Prince Floris Frederik Martijn of Orange-Nassau, van Vollenhoven (born 10 April 1975) is the fourth and youngest son of Princess Margriet of the Netherlands and Pieter van Vollenhoven.

Prince Floris has three older brothers: Prince Maurits, Prince Bernhard, Prince Pieter-Christiaan

==Marriage and children==
Prince Floris announced his engagement to Aimée Söhngen, the daughter of Hans Söhngen and Eleonoor Stammeijer, on 25 February 2005. The couple were married in a civil ceremony at the Stadhuis in Naarden on 20 October 2005 and in a religious ceremony on 22 October at the Grote Kerk in Naarden. Prince Floris had been 10th in the line of succession to the Dutch throne but decided not to seek parliamentary approval for his marriage, as would be required in the Netherlands. This means that Prince Floris ceased to be in line to inherit the throne when he married.

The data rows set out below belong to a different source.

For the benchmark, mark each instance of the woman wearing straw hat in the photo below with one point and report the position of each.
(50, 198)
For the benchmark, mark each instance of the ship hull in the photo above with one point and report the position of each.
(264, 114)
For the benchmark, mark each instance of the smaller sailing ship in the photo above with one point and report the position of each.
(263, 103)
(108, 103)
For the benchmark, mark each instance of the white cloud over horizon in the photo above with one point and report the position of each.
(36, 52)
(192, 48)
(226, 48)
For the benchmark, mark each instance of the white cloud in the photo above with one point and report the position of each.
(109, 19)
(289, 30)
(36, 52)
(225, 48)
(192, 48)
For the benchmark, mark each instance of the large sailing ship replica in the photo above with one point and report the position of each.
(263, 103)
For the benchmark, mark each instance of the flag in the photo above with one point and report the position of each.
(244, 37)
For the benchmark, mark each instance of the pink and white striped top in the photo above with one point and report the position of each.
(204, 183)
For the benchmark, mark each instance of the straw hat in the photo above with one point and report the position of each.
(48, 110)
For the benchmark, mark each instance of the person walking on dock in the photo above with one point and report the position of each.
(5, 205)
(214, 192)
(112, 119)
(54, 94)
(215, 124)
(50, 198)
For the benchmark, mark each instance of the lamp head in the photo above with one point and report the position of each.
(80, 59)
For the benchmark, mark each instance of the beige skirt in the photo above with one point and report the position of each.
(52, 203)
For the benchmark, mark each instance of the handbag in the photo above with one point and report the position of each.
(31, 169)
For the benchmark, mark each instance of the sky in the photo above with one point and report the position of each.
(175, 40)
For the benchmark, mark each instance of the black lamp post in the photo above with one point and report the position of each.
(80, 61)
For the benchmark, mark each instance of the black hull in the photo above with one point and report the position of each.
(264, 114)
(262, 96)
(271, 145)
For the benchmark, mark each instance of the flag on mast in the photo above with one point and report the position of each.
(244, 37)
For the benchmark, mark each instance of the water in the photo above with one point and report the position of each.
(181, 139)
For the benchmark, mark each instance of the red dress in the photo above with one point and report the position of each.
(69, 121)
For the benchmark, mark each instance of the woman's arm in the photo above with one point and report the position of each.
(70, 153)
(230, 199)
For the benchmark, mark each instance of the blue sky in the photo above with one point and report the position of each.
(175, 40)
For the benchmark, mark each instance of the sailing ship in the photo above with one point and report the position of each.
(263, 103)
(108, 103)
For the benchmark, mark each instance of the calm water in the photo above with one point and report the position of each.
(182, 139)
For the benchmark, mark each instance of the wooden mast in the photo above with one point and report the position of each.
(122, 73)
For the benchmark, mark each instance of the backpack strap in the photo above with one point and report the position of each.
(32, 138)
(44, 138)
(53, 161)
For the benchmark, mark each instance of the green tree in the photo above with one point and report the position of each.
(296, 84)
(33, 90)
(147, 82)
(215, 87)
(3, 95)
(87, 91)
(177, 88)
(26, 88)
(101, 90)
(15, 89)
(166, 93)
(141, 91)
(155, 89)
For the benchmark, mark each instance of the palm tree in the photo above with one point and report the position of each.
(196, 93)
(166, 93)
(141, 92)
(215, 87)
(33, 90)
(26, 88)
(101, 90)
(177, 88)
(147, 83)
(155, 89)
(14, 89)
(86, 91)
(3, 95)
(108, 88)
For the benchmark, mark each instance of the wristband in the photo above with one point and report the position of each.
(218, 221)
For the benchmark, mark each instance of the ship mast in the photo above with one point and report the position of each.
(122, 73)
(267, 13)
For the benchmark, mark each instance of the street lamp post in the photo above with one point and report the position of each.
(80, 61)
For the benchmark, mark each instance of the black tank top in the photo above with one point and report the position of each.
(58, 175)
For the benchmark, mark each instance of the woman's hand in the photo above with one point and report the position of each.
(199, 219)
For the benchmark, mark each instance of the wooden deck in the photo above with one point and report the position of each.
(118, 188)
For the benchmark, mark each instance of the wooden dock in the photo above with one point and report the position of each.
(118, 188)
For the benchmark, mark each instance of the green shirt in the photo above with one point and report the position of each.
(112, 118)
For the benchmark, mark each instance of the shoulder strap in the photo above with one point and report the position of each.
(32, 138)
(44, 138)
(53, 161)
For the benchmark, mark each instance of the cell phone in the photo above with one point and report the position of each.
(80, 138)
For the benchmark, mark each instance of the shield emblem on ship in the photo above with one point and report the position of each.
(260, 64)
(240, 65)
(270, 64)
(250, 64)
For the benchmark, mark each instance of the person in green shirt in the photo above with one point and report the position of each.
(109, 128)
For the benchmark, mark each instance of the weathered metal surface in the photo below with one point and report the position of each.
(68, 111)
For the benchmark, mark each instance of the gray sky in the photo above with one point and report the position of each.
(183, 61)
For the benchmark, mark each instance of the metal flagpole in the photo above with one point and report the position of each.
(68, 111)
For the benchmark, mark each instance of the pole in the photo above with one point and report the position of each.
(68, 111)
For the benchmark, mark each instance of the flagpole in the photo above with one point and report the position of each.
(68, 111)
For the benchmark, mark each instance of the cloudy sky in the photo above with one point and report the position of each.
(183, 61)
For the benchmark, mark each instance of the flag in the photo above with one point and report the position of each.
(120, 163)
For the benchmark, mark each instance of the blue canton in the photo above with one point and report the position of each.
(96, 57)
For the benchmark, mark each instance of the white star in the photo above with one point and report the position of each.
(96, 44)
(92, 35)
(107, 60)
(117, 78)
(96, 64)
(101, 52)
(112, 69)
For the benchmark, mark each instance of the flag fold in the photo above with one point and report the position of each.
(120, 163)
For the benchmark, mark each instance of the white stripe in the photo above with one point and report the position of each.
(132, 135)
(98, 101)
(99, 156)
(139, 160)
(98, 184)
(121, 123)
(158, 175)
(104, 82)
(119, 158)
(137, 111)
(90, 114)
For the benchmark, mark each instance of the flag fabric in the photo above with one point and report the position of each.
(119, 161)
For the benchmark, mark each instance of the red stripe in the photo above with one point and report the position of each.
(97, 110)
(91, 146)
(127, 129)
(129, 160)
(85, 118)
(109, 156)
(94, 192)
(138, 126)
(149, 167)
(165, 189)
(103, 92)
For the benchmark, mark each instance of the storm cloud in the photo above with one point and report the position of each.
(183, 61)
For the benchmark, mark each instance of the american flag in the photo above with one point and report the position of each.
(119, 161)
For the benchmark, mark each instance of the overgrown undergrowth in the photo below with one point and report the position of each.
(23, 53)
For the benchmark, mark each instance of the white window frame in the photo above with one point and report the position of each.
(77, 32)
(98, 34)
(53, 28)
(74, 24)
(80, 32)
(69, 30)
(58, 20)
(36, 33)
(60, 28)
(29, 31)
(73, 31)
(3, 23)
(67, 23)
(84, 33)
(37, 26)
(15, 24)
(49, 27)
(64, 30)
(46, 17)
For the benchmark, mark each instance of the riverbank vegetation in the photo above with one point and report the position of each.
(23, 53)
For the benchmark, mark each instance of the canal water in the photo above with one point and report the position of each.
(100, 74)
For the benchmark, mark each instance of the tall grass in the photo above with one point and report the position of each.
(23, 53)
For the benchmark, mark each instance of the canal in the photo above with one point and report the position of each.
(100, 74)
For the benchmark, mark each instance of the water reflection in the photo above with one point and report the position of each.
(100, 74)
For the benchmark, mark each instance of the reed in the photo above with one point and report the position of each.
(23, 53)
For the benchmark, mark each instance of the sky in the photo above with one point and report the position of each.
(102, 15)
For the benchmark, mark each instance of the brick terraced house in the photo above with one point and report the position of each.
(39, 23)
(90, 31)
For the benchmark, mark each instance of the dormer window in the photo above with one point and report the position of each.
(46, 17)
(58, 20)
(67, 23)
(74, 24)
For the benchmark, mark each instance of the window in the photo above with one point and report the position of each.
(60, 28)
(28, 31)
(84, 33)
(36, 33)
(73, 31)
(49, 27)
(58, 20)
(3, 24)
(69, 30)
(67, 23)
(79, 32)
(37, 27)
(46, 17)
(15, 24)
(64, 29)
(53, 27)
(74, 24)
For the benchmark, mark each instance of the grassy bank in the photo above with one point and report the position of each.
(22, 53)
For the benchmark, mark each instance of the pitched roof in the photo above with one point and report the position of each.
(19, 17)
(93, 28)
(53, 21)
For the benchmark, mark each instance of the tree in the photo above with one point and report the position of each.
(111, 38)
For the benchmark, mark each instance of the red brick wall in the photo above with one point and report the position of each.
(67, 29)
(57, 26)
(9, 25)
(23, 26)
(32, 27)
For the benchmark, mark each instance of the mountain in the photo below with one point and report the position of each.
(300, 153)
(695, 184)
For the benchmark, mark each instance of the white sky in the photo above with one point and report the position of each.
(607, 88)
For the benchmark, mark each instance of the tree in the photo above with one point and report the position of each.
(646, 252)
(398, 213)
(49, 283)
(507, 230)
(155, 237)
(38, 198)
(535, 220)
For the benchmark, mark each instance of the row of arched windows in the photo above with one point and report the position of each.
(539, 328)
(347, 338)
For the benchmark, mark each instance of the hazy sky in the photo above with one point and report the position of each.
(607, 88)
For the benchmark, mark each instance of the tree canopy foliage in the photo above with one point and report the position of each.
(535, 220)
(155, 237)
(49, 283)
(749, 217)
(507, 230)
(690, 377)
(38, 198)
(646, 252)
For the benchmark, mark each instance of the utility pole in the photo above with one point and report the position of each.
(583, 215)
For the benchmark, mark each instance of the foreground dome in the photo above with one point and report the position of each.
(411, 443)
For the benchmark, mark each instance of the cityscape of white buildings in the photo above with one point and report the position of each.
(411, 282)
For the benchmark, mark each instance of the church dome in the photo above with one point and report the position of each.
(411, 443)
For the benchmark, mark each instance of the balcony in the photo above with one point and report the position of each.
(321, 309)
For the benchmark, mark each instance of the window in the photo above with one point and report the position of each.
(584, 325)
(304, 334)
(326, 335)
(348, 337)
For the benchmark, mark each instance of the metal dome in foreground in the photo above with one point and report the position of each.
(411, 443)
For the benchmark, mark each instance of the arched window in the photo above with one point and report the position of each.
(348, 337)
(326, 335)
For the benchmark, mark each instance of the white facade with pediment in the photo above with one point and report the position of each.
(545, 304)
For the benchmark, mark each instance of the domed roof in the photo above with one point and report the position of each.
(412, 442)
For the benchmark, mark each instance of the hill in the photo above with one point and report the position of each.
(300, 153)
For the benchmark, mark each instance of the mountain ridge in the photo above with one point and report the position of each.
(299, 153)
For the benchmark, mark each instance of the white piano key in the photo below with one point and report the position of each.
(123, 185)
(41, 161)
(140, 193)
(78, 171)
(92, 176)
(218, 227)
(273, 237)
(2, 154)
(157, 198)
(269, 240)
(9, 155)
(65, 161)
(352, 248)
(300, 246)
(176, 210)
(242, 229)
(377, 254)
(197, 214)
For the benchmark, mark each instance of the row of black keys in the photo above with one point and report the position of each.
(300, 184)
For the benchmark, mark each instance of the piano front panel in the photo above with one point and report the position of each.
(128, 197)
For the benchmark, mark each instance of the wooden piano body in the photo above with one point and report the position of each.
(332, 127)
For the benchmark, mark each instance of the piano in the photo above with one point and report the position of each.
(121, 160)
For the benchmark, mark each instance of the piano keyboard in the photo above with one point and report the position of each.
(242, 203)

Prince Floris and Princess Aimée's first child, Magali Margriet Eleonoor van Vollenhoven, was born at VU University Medical Center in Amsterdam on 9 October 2007. She is named for Aimée's sister, Magali Söhngen, and her mother Eleonoor, as well as Princess Margriet. Their second child, Eliane Sophia Carolina van Vollenhoven, was born at VU University Medical Center in Amsterdam on 5 July 2009. Their third child, a son named Willem Jan Johannes Pieter Floris, was born at HMC Bronovo in The Hague on 1 July 2013.

==Working life==
Floris is currently working as a partner at a Dutch investment fund named Strong Root Capital. He runs the fund together with Jan-Jaap van Donselaar and Patrick Zanders. In 2014, he joined Gimv (Belgian listed PE firm) as head of the Dutch office. Before joining Gimv, he worked at KPMG Corporate Finance, where he focused on the oil and gas sector. Previously, he was sectorhead at Deutsche Bank and a Relationship Banker in the Telecom, Media and Technology sector at ABN Amro Corporate Clients. In both functions, he assisted several (family) businesses. Floris has a Master of Dutch Law from Leiden University, in both business and criminal law. After he graduated, he worked for the Public Prosecution for five years.

Floris is additionally a tech house DJ under the artist name "Floris van Oranje."